Bientôt elle revenait accompagnée de quelques gentlemen que ses airs mystérieux semblaient fort intriguer.
Il y avait dans le groupe M. de Chaville, le baron de Hautpertuis, Me Guilloche, M. Lerechigneux, président du tribunal, et, visiblement inquiet, le maire, M. Dubenoît.
M. de Chaville prit la parole :
- Qu'y a-t-il, Fléchard, vous nous faites demander ?
- Oui, messieurs, je vous ai prié de venir au sujet d'une grave communication que j'ai à vous faire.
- Une grave communication ?
- Une grave communication ! D'ailleurs, j'aperçois parmi vous l'honorable président du tribunal, M. Lerechigneux ; j'en suis heureux, car sa présence ici va donner plus de poids à ma déclaration.
Le moment était solennel ...
Fléchard toussa et reprit :
- Messieurs, l'affaire Blaireau est sans doute encore présente à vos esprits ?
- Oui, éclata Dubenoît, Blaireau, le pire braconnier de tout le pays, un mauvais gars que M. le président a condamné avec une indulgence !... Trois mois de prison, je vous demande un peu ! Et dire qu'il a fini son temps et qu'on va le remettre en liberté ! Mais il va avoir affaire à moi !

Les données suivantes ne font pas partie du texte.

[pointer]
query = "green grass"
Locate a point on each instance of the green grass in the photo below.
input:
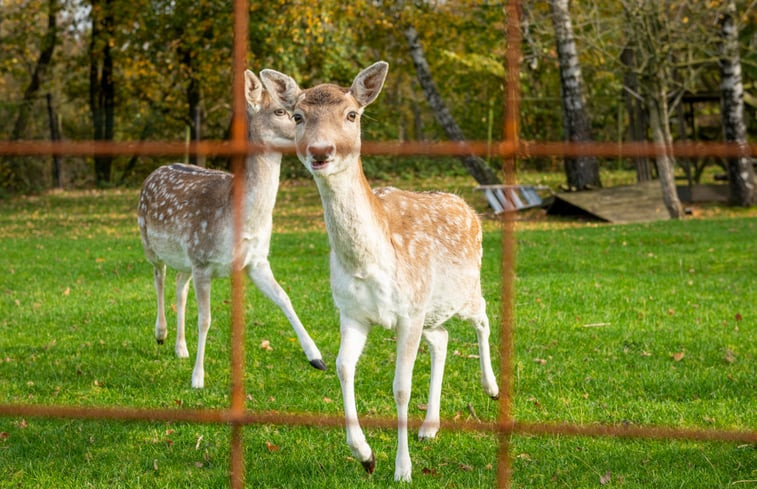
(603, 314)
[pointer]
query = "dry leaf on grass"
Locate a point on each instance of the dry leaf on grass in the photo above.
(271, 447)
(605, 479)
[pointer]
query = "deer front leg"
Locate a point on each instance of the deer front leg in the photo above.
(437, 340)
(408, 341)
(159, 276)
(263, 278)
(353, 337)
(182, 288)
(202, 293)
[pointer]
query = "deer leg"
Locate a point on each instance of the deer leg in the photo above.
(408, 341)
(488, 380)
(436, 339)
(159, 274)
(202, 293)
(263, 278)
(182, 288)
(353, 337)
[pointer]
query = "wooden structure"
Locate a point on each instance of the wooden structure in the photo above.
(503, 198)
(630, 203)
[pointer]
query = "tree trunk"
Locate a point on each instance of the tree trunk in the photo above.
(659, 124)
(475, 165)
(583, 171)
(637, 127)
(741, 176)
(19, 174)
(101, 86)
(40, 70)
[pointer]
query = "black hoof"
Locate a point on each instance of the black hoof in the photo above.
(318, 363)
(370, 464)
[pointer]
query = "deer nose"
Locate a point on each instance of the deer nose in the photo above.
(321, 151)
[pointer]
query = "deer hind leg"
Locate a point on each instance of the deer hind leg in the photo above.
(353, 337)
(182, 288)
(263, 278)
(408, 341)
(437, 340)
(159, 274)
(481, 323)
(202, 293)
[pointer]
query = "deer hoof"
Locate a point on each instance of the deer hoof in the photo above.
(370, 464)
(318, 363)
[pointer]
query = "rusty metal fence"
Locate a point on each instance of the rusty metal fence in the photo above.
(509, 149)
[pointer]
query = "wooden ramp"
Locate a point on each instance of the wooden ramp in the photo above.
(630, 203)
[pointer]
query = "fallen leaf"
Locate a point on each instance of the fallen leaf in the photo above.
(729, 356)
(271, 447)
(605, 478)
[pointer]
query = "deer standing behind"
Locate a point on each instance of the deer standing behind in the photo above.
(402, 260)
(185, 221)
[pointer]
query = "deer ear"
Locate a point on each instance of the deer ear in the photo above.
(368, 83)
(253, 90)
(282, 88)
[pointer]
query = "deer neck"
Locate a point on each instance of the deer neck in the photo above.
(356, 224)
(262, 184)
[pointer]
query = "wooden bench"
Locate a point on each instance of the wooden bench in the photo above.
(503, 198)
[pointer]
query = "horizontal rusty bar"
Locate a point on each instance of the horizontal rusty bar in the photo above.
(226, 416)
(521, 149)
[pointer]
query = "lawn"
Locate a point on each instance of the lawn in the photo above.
(640, 324)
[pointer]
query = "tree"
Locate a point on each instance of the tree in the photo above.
(741, 175)
(583, 171)
(475, 165)
(649, 32)
(102, 92)
(18, 173)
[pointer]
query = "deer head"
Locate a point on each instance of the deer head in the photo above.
(327, 117)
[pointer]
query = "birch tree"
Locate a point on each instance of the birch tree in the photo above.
(582, 172)
(741, 175)
(649, 32)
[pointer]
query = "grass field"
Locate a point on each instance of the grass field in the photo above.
(642, 324)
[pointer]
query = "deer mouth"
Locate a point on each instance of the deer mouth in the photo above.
(318, 164)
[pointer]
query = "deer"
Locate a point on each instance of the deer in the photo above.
(185, 223)
(401, 260)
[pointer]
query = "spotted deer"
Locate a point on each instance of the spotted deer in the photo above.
(402, 260)
(185, 221)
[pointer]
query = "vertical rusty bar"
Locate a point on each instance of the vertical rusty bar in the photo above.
(238, 141)
(512, 111)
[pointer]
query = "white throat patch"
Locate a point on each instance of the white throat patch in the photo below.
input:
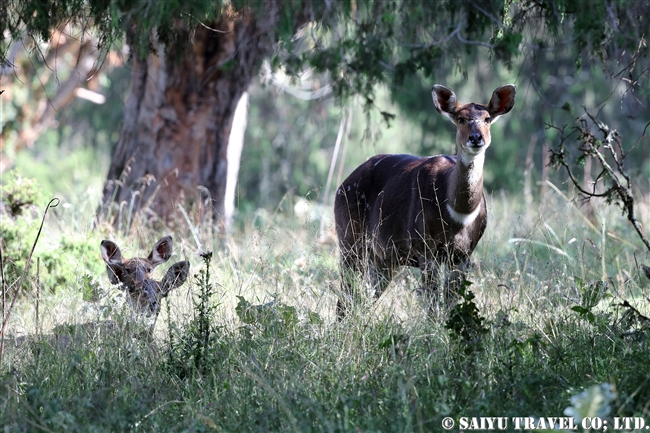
(463, 219)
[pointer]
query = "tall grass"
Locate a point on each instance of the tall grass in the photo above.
(548, 280)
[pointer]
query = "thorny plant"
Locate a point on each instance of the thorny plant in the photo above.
(614, 176)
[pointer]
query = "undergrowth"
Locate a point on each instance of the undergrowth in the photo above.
(542, 328)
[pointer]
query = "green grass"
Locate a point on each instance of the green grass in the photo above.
(387, 367)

- Eh bien, messieurs, Blaireau n'est pas coupable. Blaireau a été condamné injustement.
La foudre fût tombée subitement sur tous ces messieurs que leur stupeur eût été certainement plus considérable, mais, tout de même, ils furent bien étonnés de cette déclaration.

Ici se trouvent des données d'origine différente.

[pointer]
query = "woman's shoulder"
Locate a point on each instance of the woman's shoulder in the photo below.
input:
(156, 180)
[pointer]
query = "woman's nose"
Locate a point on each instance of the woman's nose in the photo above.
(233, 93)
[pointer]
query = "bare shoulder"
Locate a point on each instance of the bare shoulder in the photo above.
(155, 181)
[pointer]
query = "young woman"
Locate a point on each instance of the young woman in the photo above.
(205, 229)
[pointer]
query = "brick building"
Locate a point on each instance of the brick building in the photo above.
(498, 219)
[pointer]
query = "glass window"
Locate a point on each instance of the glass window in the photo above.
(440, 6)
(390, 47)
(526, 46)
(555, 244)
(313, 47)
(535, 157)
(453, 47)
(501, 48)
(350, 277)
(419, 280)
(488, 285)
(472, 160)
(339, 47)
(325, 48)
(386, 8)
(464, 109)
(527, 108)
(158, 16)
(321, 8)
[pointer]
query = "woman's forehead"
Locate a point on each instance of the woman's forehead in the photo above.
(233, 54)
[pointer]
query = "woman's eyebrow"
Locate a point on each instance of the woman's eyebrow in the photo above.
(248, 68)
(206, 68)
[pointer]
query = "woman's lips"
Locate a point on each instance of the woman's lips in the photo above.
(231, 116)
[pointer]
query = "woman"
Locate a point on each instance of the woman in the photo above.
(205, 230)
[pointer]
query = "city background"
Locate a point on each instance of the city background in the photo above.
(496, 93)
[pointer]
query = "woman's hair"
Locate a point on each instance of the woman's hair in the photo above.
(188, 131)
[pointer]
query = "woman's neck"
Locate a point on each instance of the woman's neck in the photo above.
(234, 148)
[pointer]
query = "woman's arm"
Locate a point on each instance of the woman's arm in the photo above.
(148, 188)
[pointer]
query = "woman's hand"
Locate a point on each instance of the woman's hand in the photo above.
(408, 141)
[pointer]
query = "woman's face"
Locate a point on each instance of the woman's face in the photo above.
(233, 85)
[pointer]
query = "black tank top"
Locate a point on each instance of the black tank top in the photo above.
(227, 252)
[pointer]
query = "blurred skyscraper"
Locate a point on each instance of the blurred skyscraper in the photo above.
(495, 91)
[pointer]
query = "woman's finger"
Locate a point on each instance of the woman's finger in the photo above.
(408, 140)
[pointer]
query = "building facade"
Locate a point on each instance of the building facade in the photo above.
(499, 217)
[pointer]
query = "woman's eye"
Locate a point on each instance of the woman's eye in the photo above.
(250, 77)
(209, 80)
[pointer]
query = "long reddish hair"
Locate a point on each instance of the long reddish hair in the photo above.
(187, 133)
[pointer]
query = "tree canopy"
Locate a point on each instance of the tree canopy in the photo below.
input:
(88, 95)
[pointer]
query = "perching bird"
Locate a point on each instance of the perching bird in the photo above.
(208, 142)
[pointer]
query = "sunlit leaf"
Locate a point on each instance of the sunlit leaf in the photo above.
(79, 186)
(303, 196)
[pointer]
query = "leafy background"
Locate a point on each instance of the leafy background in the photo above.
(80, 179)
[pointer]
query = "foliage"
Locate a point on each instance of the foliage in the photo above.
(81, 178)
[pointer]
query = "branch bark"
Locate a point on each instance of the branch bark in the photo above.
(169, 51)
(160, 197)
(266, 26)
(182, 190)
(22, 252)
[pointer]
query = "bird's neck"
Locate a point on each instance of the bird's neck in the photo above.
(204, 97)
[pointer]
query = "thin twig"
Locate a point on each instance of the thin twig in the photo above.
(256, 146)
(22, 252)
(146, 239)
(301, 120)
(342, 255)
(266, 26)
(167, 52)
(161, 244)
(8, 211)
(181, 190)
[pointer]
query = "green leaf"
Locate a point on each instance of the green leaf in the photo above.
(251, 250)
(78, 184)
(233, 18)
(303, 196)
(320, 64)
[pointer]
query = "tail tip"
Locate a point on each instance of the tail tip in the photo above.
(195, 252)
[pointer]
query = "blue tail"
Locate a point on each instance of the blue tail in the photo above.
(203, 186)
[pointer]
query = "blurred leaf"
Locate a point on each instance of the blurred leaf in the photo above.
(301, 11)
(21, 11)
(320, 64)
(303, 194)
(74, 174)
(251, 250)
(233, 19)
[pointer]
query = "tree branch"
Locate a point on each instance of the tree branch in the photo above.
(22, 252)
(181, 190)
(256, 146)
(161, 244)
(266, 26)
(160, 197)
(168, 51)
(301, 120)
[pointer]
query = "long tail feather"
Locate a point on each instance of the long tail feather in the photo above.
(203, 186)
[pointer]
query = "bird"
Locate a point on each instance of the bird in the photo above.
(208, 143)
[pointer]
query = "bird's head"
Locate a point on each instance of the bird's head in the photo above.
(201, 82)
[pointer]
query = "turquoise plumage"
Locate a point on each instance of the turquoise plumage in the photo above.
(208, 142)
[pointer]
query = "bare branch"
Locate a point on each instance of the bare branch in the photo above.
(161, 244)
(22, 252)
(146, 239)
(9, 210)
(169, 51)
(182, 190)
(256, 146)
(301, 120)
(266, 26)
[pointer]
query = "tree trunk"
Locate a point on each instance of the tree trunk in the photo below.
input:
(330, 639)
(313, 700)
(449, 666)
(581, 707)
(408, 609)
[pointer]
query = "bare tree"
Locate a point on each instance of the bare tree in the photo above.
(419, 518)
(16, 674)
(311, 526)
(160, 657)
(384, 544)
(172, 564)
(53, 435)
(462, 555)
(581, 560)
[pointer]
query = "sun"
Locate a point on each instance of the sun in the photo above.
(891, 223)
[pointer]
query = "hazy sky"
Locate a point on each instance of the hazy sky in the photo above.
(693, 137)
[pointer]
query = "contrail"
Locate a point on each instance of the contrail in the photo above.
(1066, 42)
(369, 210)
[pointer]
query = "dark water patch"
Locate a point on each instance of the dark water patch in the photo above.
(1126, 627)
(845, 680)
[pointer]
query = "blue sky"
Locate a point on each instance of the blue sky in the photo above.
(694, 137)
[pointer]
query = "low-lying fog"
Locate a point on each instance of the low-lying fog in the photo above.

- Qu'est-ce que vous nous chantez là, Fléchard ?
- Je ne chante pas, messieurs ..., j'avoue, car dans cette ténébreuse affaire Blaireau, le vrai coupable, je viens d'avoir l'honneur et le plaisir de le déclarer à Mlle Arabella de Chaville, c'est votre serviteur.
L'inquiétude de M. Dubenoît s'accentuait de plus en plus fort.

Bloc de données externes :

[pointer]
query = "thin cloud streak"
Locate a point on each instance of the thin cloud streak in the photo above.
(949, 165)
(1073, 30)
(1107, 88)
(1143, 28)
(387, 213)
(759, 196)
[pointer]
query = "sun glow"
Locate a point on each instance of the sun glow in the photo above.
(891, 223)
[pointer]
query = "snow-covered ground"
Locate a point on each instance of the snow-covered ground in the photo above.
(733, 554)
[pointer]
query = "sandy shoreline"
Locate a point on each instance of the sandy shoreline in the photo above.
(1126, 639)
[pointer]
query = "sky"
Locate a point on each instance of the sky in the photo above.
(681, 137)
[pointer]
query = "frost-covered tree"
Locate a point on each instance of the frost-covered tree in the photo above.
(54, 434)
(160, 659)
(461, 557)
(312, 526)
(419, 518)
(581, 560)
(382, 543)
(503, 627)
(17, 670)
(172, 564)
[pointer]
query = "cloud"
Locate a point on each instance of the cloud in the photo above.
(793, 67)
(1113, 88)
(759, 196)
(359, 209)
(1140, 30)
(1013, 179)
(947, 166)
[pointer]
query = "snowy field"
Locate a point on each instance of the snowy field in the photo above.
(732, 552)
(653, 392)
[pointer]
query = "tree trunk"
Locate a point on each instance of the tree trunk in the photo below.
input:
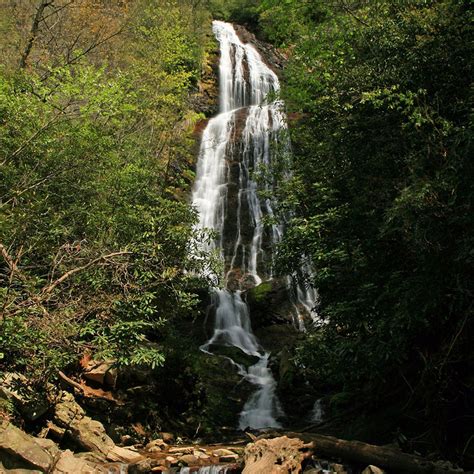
(356, 451)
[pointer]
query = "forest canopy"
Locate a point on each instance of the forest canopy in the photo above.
(99, 252)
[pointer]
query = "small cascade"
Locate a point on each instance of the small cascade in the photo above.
(317, 412)
(240, 140)
(236, 142)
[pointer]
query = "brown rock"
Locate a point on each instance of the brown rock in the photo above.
(189, 459)
(156, 446)
(102, 372)
(167, 437)
(184, 450)
(86, 432)
(373, 470)
(171, 461)
(274, 456)
(125, 455)
(229, 458)
(68, 463)
(19, 450)
(222, 452)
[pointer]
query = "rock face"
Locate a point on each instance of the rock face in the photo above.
(89, 434)
(270, 303)
(274, 456)
(26, 400)
(19, 450)
(101, 372)
(274, 59)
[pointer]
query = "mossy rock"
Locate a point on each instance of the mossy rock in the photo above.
(234, 353)
(270, 303)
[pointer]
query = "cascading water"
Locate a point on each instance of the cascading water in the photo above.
(239, 140)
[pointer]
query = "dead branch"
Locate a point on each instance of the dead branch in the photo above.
(48, 289)
(34, 31)
(70, 381)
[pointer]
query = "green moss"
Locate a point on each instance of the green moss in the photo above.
(260, 292)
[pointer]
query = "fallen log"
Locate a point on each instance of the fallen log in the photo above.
(380, 456)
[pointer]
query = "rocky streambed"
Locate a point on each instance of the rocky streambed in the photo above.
(73, 442)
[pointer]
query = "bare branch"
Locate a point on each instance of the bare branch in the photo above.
(34, 31)
(48, 289)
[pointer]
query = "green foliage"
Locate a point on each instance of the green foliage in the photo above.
(95, 233)
(381, 194)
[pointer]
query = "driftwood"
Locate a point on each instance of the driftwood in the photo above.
(363, 453)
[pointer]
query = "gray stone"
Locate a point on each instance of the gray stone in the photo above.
(15, 387)
(19, 450)
(102, 372)
(89, 434)
(123, 455)
(189, 459)
(156, 445)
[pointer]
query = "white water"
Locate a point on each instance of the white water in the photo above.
(235, 143)
(317, 412)
(245, 82)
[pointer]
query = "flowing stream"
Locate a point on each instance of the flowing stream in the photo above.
(238, 141)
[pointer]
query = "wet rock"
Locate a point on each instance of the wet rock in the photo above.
(223, 452)
(87, 433)
(68, 463)
(49, 445)
(125, 455)
(276, 455)
(373, 470)
(229, 458)
(15, 387)
(156, 446)
(189, 459)
(180, 451)
(270, 303)
(274, 58)
(19, 450)
(167, 437)
(18, 471)
(171, 461)
(234, 353)
(201, 456)
(146, 465)
(101, 372)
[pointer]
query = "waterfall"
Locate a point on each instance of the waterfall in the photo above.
(235, 143)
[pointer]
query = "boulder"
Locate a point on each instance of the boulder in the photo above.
(147, 465)
(125, 455)
(101, 372)
(15, 387)
(373, 470)
(19, 450)
(167, 437)
(189, 459)
(18, 471)
(234, 353)
(156, 446)
(270, 303)
(222, 452)
(274, 456)
(50, 446)
(171, 461)
(68, 463)
(183, 450)
(87, 433)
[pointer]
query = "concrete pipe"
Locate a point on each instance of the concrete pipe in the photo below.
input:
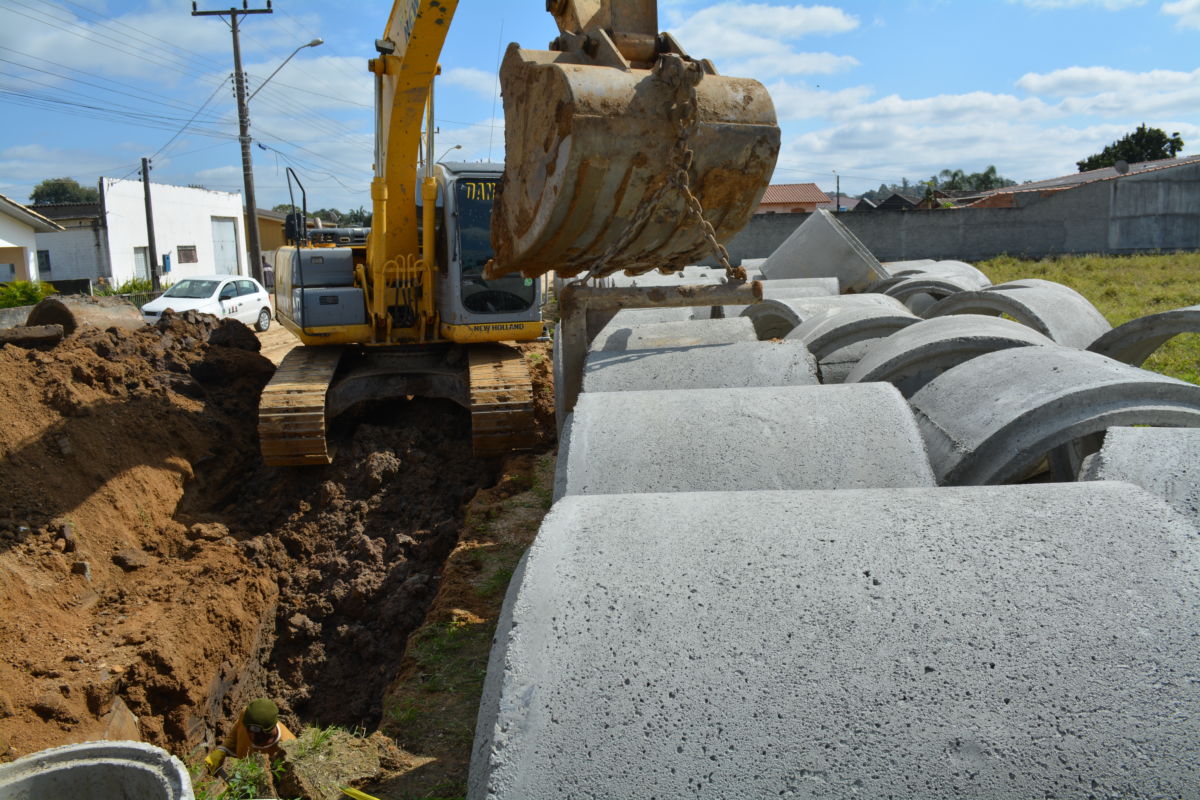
(774, 319)
(991, 419)
(685, 332)
(1051, 308)
(1137, 340)
(791, 289)
(1165, 462)
(97, 770)
(921, 292)
(911, 358)
(718, 366)
(833, 330)
(991, 642)
(768, 437)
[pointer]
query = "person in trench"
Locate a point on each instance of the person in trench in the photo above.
(258, 731)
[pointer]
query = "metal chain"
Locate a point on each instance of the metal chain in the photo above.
(685, 74)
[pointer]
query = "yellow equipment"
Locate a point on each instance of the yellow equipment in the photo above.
(622, 154)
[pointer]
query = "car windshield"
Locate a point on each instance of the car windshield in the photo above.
(193, 289)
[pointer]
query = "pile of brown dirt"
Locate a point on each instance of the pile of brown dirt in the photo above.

Une erreur judiciaire à Montpaillard, eh bien ! il ne manquait plus que cela ! Les dix-sept révolutionnaires du pays allaient profiter de l'aventure pour créer un désordre. Non, cela n'était pas possible et M. le maire en appelait à M. le président du tribunal.
Ce magistrat prenait la chose avec infiniment plus de sérénité.
- L'affaire Blaireau ? Oui, je me rappelle très bien. Un braconnier, n'est-ce pas ? Un bonhomme qui protestait de son innocence, qui invoquait un alibi .... Mais, ainsi que je lui ai fait fort bien remarquer, les alibis, c'est précisément à cela que nous reconnaissons les vrais coupables. Est-ce que vous avez jamais rencontré un honnête homme se rendant à un alibi, ou en revenant ?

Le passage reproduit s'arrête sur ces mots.